McLaughlin es un adicto a las series de televisión políticas. Se prende con House of Cards, pero también The Americans (la cuarta temporada está en curso y a punto de finalizar. La produce el canal FX y su creador, Joe Weisberg, fue durante breve tiempo agente de la CIA), Homeland (este año estrena su sexta temporada, que transcurrirá en Nueva York) y Veep. “Quienes estamos en Washington –dice McLaughlin–, quienes hemos trabajado aquí muchos años, tienden a ser atraídos por estas series, que son todas muy improbables, claro. Sin embargo, hay en cada una de ellas un elemento en el que nos reconocemos”.
El periodista le pregunta: “En la última temporada de House of Cards se nos presenta al
personaje de Kevin Spacey a medida que construye una cultura del miedo para
dominar el discurso político nacional. ¿Cómo se las arreglaría con una
presidencia como esa si todavía estuviera en la CIA?” McLaughlin responde: “Ese
es un elemento de la serie que está bastante exagerado. Varios de quienes
estuvimos en las decisiones políticas y de inteligencia hemos discutido estas
cuestiones. Sí, algo de eso sucede, pero en su mayor parte tenemos colegas que
están trabajando de manera bastante cooperativa y que tratan de ayudarse entre
sí. Los pretenden trabajar con el miedo y la intimidación se ganan una mala reputación
muy rápido. Y la gente no quiere trabajar para ellos, y su efectividad decae
muy rápidamente. Conozco a algunas personas con las que era difícil trabajar,
aunque en general eran considerados muy brillantes e incluso se ganaban la
lealtad de sus subordinados, pero no huno nadie tan dedicado de manera
unidimensional al miedo como táctica como Frank Underwood”.

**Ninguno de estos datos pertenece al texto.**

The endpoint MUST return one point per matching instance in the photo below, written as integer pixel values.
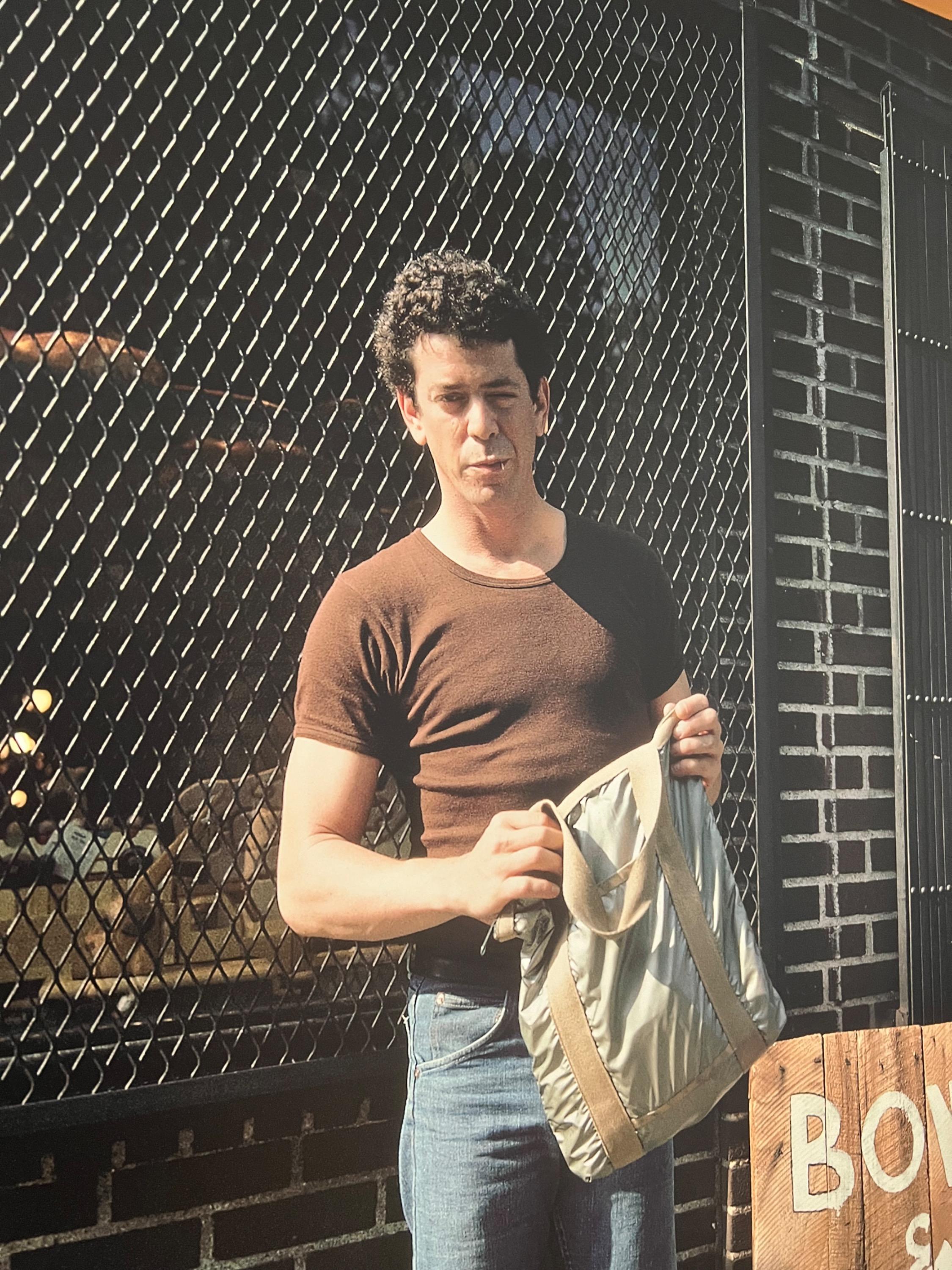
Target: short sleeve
(663, 653)
(342, 696)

Vamos bien, según McLaughlin esa clase de políticas caen en la
órbita de las decisiones personales, la ficción las exagera, trabaja acaso con las
fantasías sobre las que tantas veces “discutieron” los agentes de inteligencia
que sobrevivieron a más de una administración. Incluso se refiere a la relación
de Underwood y su esposa, dice: “Hay un aspecto de Frank y Claire que a menudo
se ve en Washington, por lo general con menos mezquindad de la que se nos
muestra: sólo esta ambición fríamente calculada. Como dijo una vez Bob Gates:
Washington es la única ciudad donde se ve a alguien caminando por el callejón
de los amantes sosteniendo su propia mano”.
Veep
La conversación vira hacia Veep
(una sátira política sobra una vicepresidenta ficticia que tendrá una sexta
temporada en 2017): “Son todas representaciones exageradas de las personas que
uno conoce –dice McLaughlin–, pero hay dos personajes en particular que son
asesores del Congreso: Amy y Dan. Amy no tiene vida privada; es ambiciosa, está
preocupada y se pone tensa cuando hace malabares con tantas cavas. En cambio
Dan es representativo del tipo de personas que uno ve de vez en cuando, cuya
lealtad puede cambiar en un instante. Si está trabajando para alguien y en esa
nave brota una pérdida, de inmediato se pone en busca de un nuevo buque,
incluso cuando trata de sostener a su primer jefe, seguro de que está
comprometido con su causa. Es un comportamiento bastante raro, pero también
notable por las condiciones en que se produce”.
Homeland
“Reconozco –dice McLaughlin cuando se refiere a Carrie
Mathison, la agente de la CIA que es protagonista de Homeland– la intensidad absoluta de Carrie. Conocí a muchas
personas que trabajaron en terrorismo que eran igualmente intensas, aunque sin
la parte bipolar. Que le clavarían los dientes a un caso y seguirían así hasta
el final, sin importarle lo que suceda. En muchos casos, las personas que
trabajan hoy contra ISIS (Estado Islámico) son las mismas que trabajaron en los
días de al-Qaeda después del 9/11. Se han tomado esto como una misión personal”.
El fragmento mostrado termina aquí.